Der Belgier Raf Simons, ein ehemaliger Industrie- und Möbeldesigner, wird Kreativchef von Dior. Ein Duell mit Hedi Slimane ist programmiert.
Dior, das große Pariser Haus, hat sich Zeit gelassen. Mehr als ein Jahr ist es her, dass man Chefdesigner John Galliano nach rassistisch-antisemitischen Ausfällen vor die Tür gesetzt hat. Seither brodelte die Gerüchteküche, liefen im Hintergrund wohl mehrere Verhandlungen, doch bei Dior hielt man sich bedeckt: „Die Leute, die reden, wissen nichts, und die Leute, die etwas wissen, sagen nichts“, kommentierte Dior-Chef Sidney Toledano im September.

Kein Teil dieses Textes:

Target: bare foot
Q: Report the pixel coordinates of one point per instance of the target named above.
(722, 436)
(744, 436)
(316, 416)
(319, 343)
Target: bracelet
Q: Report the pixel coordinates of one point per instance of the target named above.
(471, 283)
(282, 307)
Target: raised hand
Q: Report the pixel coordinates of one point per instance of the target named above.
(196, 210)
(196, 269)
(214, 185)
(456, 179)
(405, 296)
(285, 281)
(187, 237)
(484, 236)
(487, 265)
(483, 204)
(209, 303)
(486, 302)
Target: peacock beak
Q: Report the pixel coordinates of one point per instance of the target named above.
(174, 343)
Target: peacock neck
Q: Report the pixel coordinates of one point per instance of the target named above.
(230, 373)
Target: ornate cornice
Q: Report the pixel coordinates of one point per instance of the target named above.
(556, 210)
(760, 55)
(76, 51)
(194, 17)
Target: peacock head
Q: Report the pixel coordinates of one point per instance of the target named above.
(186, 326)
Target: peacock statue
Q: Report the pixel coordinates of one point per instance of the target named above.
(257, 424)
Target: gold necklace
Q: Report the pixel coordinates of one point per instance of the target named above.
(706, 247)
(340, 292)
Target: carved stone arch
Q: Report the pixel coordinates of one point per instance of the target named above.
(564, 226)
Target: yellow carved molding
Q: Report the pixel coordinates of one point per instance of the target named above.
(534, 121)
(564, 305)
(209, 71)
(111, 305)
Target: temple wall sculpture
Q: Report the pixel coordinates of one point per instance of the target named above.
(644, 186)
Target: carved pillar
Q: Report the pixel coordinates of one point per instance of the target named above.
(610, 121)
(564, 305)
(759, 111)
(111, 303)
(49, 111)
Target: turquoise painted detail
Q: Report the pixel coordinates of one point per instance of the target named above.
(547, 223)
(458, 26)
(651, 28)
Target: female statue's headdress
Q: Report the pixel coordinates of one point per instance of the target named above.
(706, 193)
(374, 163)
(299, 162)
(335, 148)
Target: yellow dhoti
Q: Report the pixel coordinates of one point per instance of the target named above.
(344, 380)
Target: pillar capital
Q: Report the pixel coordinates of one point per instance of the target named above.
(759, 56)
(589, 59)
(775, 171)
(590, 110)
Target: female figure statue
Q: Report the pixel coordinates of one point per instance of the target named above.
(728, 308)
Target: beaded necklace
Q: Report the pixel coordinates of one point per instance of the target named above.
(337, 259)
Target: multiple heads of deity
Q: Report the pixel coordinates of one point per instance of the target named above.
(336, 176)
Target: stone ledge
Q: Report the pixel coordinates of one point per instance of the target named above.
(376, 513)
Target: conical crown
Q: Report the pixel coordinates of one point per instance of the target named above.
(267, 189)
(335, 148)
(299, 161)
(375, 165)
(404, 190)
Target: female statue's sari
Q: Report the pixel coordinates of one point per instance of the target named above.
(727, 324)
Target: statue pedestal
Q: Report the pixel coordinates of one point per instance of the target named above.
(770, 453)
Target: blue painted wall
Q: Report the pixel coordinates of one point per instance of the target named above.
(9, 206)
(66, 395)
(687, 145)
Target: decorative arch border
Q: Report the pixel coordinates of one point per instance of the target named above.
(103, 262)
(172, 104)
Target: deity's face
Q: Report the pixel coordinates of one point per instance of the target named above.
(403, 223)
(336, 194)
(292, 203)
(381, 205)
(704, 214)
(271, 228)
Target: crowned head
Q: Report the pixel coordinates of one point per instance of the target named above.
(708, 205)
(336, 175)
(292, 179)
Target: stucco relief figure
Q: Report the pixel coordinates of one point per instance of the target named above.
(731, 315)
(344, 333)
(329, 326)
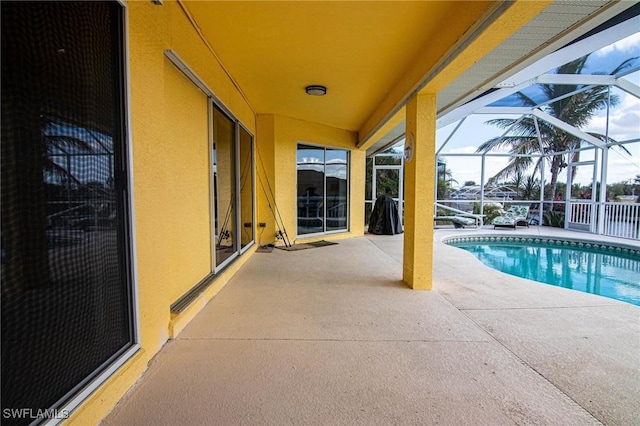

Nun wusste es Suzy Menkes, Modejournalistin der „International Herald Tribune“, und Dior bestätigte schneller als erwartet: Nicht Marc Jacobs, nicht Haider Ackermann – der Belgier Raf Simons wird neuer künstlerischer Direktor der Luxusmarke. Simons, zuletzt bei Jil Sander, werde für die Haute-Couture- und die Prêt-à-porter-Kollektionen sowie für Accessoires verantwortlich sein. Die erste Kollektion soll er im Juli in Paris vorstellen. Der für seine Zurückhaltung bekannte Simons antwortete mit Superlativen. Christian Dior sei für ihn immer „der inspirierendste Couturier“ gewesen; er sei „demütig und geehrt, künstlerischer Direktor im gefeiertsten französischen Haus der Welt“ zu werden.
Schon rein äußerlich könnte der Unterschied zwischen Galliano und seinem Nachfolger nicht größer sein. Auf den britischen Exzentriker mit Hut, langen Haaren und wallendem Gewand folgt ein Designer, der vor allem durch seine eigene Unscheinbarkeit auffällt: Simons trägt blaue Hemden unter dem Pullover, und während andere Modeschöpfer nach der Schau gern ihr Publikum abschreiten, zeigt er nur kurz seinen Kopf. „Meine Sachen gehören auf die Bühne, nicht ich“, sagt er.
„Sachen“, also Kleider, entwirft der 44-Jährige seit 1995. Beigebracht hat er es sich selbst, gelernt hat Simons etwas ganz anderes: In einfachen Verhältnissen geboren, hat er Industrie- und Möbeldesign studiert, dann als Möbeldesigner für Galerien und private Auftraggeber gearbeitet. In der Mode sorgte er mit seinem Männerlabel für Furore. Er ließ sich von der Jugendkultur inspirieren und kleidete – lange vor Hedi Slimane, dem zwischenzeitlichen Männerchef bei Dior – die Herren in ultraschmale Anzüge. 2005 schließlich wurde Simons Kreativdirektor bei Jil Sander – bis zum heurigen Februar, als er quasi über Nacht arbeitslos wurde, weil Namensgeberin Jil Sander wieder die Führung übernahm.
Simons weinte zum Abschied, war aber ohnehin schon als möglicher Dior-Chef ins Gespräch gekommen – ebenso wie für die ebenfalls vakante Stelle bei Yves Saint Laurent. Die ging schon im März an seinen einstigen Männermodenrivalen Hedi Slimane. Simons hingegen wurde nun von Bernard Arnault, Chef des Luxuskonzerns LVMH, mit der Aufgabe betraut, Dior ins 21. Jahrhundert zu führen. Ein „episches Patt“, wie Suzy Menkes schreibt.
Wobei die Entscheidung von LVMH nicht nur den Belgier adelt – sondern im Nachhinein auch ziemlich viele Modestudenten in Wien: Immerhin hat Raf Simons von 2000 bis 2005 die Modeklasse an der Angewandten geleitet – und Studenten wie Anna Aichinger unterrichtet.
Zur Person
Raf Simons (44) wurde im belgischen Neerpelt in einfachen Verhältnissen geboren. Er studierte Industrie- und Möbeldesign und lancierte 1995 sein eigenes Männermodelabel. 2005 wurde er als Designer für Jil Sander engagiert. Er steht für einen nüchternen, linearen Stil sowie für eine moderne Vision und folgt Yves Saint Laurent, Marc Bohan, Gianfranco Ferré und John Galliano als Kreativdirektor des Pariser Modehauses Dior.